Opinion
Docket No. 70, Calendar No. 38,291.
Submitted June 13, 1935.
Decided September 9, 1935.
Appeal from Wayne; Campbell (Allan), J. Submitted June 13, 1935. (Docket No. 70, Calendar No. 38,291.) Decided September 9, 1935.
Case by Floyd A. Frye, administrator of the estate of Giacinto Cece, deceased, against Albert E. Brinker and wife for fatal personal injuries sustained by decedent when hit by an automobile. Verdict and judgment for defendants. Plaintiff appeals. Affirmed.
Anthony Maiullo and Dente Dente ( Stuart W. Hill, of counsel), for plaintiff.
Harold S. Knight, for defendants.
Plaintiff's decedent, while crossing Woodward avenue, just north of the intersection of Margaret street in the city of Detroit, the evening of September 17, 1932, was struck by an automobile, driven by defendant Mildred S. Brinker, and owned by her husband, defendant Albert E. Brinker, who was also in the car, and received injuries, rendering him unconscious and from which he died a few hours later.
Woodward avenue runs north and south, having two paved lanes for traffic, separated by street car tracks. Mrs.

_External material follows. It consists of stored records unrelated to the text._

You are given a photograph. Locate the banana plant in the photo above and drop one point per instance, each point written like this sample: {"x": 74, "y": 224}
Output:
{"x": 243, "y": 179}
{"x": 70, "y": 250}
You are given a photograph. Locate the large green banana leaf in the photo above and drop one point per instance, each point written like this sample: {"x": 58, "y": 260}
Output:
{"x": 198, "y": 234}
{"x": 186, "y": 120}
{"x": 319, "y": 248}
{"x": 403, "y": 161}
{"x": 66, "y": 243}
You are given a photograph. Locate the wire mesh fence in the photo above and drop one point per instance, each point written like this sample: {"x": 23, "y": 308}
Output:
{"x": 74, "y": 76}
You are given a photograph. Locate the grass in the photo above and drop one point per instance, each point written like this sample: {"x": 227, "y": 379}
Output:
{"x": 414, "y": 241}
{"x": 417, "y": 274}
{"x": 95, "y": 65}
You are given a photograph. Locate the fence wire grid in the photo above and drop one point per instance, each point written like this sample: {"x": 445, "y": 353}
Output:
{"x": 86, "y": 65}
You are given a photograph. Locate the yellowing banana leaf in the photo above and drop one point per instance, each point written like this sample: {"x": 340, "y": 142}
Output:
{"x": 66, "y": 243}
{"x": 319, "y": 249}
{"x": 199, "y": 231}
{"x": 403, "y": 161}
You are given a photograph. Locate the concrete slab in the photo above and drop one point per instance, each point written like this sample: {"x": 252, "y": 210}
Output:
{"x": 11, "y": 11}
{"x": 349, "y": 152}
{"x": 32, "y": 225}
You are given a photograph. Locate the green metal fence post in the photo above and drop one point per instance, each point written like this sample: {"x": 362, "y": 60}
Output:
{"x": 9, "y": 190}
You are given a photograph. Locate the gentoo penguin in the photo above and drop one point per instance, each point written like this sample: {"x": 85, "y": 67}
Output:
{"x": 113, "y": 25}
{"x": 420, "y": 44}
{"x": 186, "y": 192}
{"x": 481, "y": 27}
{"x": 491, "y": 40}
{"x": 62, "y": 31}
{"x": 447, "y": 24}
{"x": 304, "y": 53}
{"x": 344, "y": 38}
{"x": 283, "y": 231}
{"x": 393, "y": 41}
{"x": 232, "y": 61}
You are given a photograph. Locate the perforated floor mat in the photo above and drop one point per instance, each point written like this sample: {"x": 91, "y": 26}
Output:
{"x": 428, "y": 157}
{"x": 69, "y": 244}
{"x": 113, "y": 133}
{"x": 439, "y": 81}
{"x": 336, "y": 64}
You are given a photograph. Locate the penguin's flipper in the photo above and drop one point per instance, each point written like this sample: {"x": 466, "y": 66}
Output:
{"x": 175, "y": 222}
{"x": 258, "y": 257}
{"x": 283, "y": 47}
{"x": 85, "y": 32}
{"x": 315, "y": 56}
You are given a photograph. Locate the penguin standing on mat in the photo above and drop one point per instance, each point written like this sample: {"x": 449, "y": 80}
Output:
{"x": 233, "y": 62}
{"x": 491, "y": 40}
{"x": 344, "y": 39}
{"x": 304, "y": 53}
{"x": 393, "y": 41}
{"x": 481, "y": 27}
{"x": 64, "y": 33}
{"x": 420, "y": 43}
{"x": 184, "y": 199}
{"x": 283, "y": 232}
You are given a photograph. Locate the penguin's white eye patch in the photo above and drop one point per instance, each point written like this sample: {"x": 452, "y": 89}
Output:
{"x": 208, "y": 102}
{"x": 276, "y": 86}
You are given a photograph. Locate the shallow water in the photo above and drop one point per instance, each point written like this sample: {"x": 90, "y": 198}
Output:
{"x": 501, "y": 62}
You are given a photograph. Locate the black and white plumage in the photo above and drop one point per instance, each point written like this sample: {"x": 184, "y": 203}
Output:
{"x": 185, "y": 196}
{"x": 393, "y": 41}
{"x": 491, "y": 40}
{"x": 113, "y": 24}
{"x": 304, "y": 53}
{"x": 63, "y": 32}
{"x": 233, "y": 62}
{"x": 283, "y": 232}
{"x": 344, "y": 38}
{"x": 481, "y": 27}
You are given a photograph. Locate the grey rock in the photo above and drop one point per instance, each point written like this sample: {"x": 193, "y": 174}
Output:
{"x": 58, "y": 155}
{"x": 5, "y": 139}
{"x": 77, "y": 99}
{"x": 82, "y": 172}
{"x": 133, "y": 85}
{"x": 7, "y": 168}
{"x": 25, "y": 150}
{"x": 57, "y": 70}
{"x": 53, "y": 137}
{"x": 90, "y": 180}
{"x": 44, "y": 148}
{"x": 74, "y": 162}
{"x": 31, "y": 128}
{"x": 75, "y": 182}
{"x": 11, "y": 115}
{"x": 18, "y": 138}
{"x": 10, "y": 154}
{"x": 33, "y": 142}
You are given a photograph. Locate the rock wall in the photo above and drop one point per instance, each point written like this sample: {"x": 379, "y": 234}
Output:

Brinker was driving north in the east and proper lane for traffic in that direction, when plaintiff's decedent came from the street car tracks and into the path of the automobile. The only eyewitnesses were the defendants and plaintiff called them to testify, as he had a right to do, and their testimony was uncontradicted that the deceased came suddenly from the street car tracks and appeared to stumble into the path of the automobile when it was within a couple of feet from him.
See 3 Comp. Laws 1929, § 14220. — REPORTER.
Defendants being eyewitnesses of the accident the question of due care on the part of plaintiff's decedent was one of fact and not of presumption. Richardson v. Williams, 249 Mich. 350.
There was no evidence of physical facts at all contradictory to the testimony of the eyewitnesses and the jury could do no less than follow the only evidence of what occurred. That evidence negatived negligence by defendants and established, as the proximate cause of the accident, the want of reasonable care on the part of plaintiff's decedent.
The court was not in error in submitting to the jury the question of contributory negligence of plaintiff's decedent. It cannot be said that the verdict, in accord with the sole evidence in the case, was contrary to the great weight thereof.
We find no reversible error, and the judgment is affirmed, with costs against plaintiff.
POTTER, C.J., and NELSON SHARPE, NORTH, FEAD, BUTZEL, BUSHNELL, and EDWARD M. SHARPE, JJ., concurred.